As Billy finished his growing panegyric upon his country and himself, he burst out in a joyous laugh, and cried, “Did ye ever hear conceit like that? Did ye ever expect to see the day that a ragged poor blackguard like me would dare to say as much to one like you? And, after all, it's the greatest compliment I could pay you.”
“How so, Billy? I don't exactly see that.”
“Why, that if you weren't a gentleman,—a raal gentleman, born and bred,—I could never have ventured to tell you what I said now. It is because, in your own refined feelings, you can pardon all the coarseness of mine, that I have my safety.”
“You're as great a courtier as you are a scholar, Billy,” said Harcourt, laughing; “meanwhile, I'm not likely to be enlightened as to the cause of Irish poverty.”
“'T is a whole volume I could write on the same subject,” said Billy; “for there's so many causes in operation, com-binin', and assistin', and aggravatin' each other. But if you want the head and front of the mischief in one word, it is this, that no Irishman ever gave his heart and sowl to his own business, but always was mindin' something else that he had nothin' to say to; and so, ye see, the priest does be thinkin' of politics, the parson's thinkin' of the priest, the people are always on the watch for a crack at the agent or the tithe-proctor, and the landlord, instead of looking after his property, is up in Dublin dinin' with the Lord-Leftinint and abusin' his tenants. I don't want to screen myself, nor say I'm better than my neighbors, for though I have a larned profession to live by, I 'd rather be writin' a ballad, and singin' it too, down Thomas Street, than I 'd be lecturin' at the Surgeons' Hall.”

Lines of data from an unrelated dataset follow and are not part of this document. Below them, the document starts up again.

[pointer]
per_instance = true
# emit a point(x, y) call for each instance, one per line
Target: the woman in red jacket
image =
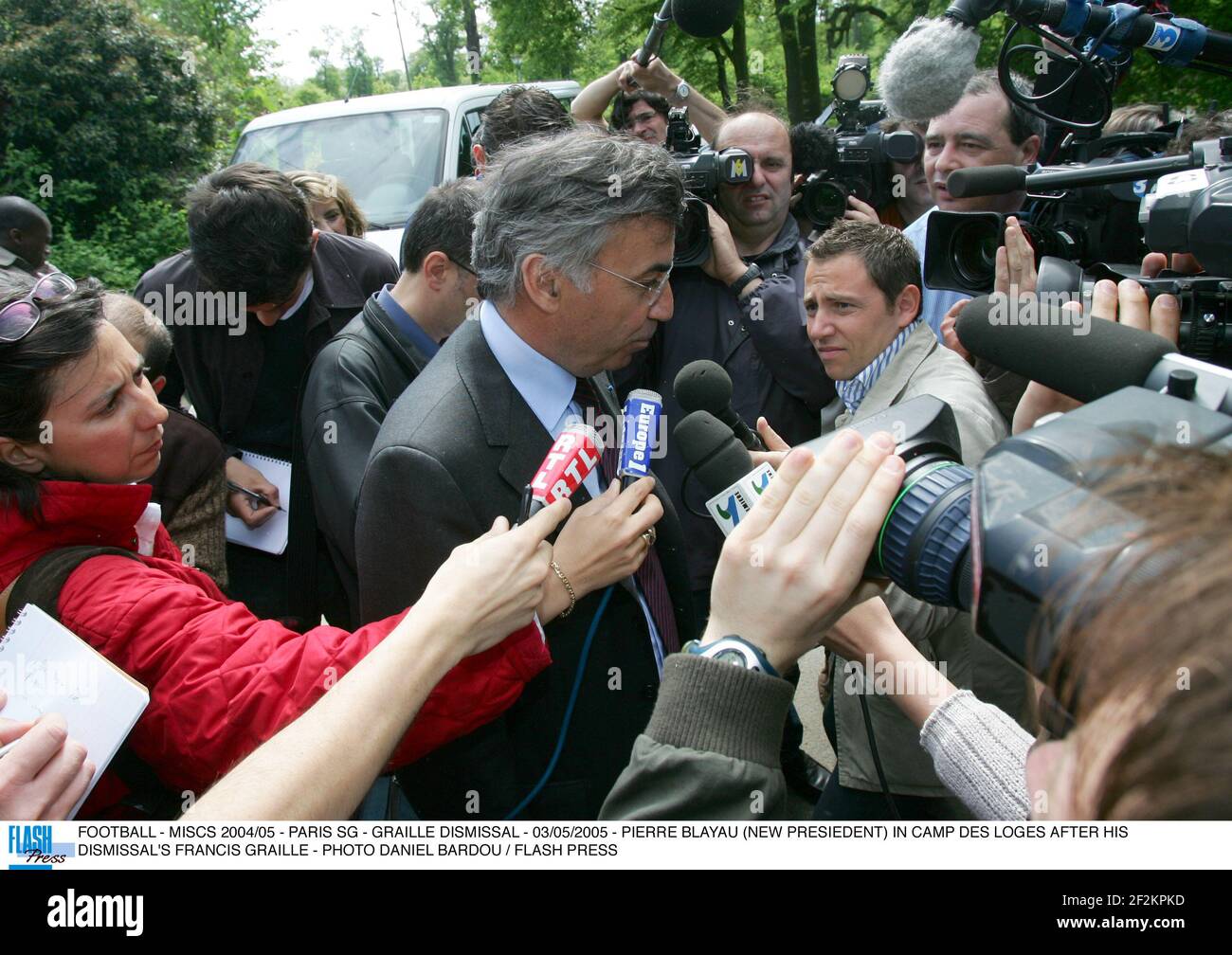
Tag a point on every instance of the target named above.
point(78, 424)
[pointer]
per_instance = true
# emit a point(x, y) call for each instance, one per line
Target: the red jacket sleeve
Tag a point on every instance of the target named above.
point(223, 681)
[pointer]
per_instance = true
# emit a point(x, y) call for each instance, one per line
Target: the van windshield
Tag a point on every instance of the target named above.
point(387, 159)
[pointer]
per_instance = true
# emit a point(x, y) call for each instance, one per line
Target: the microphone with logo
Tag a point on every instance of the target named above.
point(723, 467)
point(574, 454)
point(703, 386)
point(640, 435)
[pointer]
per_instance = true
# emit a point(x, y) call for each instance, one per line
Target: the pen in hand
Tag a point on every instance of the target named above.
point(255, 496)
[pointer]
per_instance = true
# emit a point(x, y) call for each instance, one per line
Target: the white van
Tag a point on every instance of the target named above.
point(387, 150)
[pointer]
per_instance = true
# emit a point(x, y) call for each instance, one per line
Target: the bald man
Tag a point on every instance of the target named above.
point(25, 237)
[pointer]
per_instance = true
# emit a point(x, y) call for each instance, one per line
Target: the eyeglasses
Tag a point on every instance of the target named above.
point(19, 318)
point(653, 291)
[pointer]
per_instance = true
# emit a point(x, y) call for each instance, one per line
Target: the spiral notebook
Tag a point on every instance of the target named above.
point(45, 668)
point(272, 535)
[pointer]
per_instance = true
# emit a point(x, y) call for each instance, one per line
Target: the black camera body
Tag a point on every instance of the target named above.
point(861, 168)
point(702, 171)
point(1024, 529)
point(862, 171)
point(1187, 212)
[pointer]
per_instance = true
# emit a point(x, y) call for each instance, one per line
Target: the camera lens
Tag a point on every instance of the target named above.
point(925, 541)
point(973, 253)
point(693, 233)
point(824, 201)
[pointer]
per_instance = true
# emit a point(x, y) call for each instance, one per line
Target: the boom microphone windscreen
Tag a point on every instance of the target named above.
point(705, 17)
point(925, 70)
point(1052, 351)
point(986, 181)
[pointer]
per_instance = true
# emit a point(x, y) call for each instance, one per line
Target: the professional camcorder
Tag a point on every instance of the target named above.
point(1189, 211)
point(702, 169)
point(1034, 524)
point(863, 156)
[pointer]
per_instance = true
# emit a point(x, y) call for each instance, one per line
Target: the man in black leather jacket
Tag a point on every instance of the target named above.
point(360, 373)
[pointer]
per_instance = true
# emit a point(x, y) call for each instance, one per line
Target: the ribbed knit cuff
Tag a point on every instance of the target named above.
point(980, 754)
point(717, 708)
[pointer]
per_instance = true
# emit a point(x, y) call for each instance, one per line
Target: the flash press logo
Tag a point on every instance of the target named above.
point(33, 848)
point(74, 910)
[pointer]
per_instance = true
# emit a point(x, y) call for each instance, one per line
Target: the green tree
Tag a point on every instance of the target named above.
point(103, 98)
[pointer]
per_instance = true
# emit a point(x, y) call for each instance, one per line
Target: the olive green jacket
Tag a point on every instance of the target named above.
point(944, 635)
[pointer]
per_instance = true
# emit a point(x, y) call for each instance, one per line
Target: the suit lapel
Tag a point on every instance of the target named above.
point(506, 419)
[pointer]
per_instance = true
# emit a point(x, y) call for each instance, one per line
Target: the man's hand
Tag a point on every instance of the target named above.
point(949, 336)
point(654, 77)
point(1126, 303)
point(602, 542)
point(776, 449)
point(45, 775)
point(494, 585)
point(1015, 261)
point(861, 211)
point(725, 261)
point(241, 504)
point(791, 565)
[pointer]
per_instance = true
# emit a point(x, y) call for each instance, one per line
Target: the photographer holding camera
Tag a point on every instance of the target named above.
point(641, 98)
point(742, 310)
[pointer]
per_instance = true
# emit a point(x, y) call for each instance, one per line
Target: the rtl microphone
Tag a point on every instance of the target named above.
point(723, 467)
point(703, 386)
point(571, 458)
point(639, 435)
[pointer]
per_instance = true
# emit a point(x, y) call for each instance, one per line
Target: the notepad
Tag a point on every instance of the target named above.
point(272, 535)
point(45, 668)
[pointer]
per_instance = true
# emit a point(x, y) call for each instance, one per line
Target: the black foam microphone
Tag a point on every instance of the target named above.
point(703, 386)
point(1107, 357)
point(710, 449)
point(985, 181)
point(697, 17)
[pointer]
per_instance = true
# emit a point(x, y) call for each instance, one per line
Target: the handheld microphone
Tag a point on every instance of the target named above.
point(723, 467)
point(640, 434)
point(703, 386)
point(695, 17)
point(571, 458)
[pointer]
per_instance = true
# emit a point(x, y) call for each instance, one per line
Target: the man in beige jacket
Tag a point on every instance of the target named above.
point(862, 299)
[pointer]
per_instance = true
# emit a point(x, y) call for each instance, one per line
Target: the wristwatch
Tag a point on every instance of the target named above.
point(732, 650)
point(752, 273)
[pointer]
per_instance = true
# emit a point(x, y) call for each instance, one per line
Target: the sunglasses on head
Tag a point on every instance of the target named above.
point(19, 318)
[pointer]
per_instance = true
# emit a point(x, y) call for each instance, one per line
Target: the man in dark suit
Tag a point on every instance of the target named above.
point(255, 254)
point(573, 248)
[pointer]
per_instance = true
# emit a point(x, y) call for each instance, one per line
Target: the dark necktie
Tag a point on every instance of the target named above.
point(649, 576)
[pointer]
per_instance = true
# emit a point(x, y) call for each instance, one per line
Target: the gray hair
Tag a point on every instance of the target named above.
point(559, 197)
point(1021, 123)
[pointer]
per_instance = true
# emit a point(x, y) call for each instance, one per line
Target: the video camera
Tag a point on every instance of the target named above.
point(863, 156)
point(1189, 209)
point(702, 169)
point(1033, 520)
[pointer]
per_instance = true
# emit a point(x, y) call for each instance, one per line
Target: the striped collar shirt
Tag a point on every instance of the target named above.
point(854, 389)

“You are certainly a very strange people,” said Harcourt.
“And yet there's another thing stranger still, which is, that your countrymen never took any advantage of our eccentricities, to rule us by; and if they had any wit in their heads, they 'd have seen, easy enough, that all these traits are exactly the clews to a nation's heart. That's what Pitt meant when he said, 'Let me make the songs of a people, and I don't care who makes the laws.' Look down now in that glen before you, as far as you can see. There's Belmullet, and ain't you glad to be so near your journey's end? for you're mighty tired of all this discoorsin'.”
“On the contrary, Billy, even when I disagree with what you say, I'm pleased to hear your reasons; at the same time, I 'm glad we are drawing nigh to this poor boy, and I only trust we may not be too late.”
Billy muttered a pious concurrence in the wish, and they rode along for some time in silence. “There's the Bay of Belmullet now under your feet,” cried Billy, as he pulled up short, and pointed with his whip seaward. “There's five fathoms, and fine anchoring ground on every inch ye see there. There's elegant shelter from tempestuous winds. There's a coast rich in herrings, oysters, lobsters, and crabs; farther out there's cod, and haddock, and mackerel in the sayson. There's sea wrack for kelp, and every other con-vanience any one can require; and a poorer set of devils than ye 'll see when we get down there, there's nowhere to be found. Well, well! 'if idleness is bliss, it's folly to work hard.'” And with this paraphrase, Billy made way for the Colonel, as the path had now become too narrow for two abreast, and in this way they descended to the shore.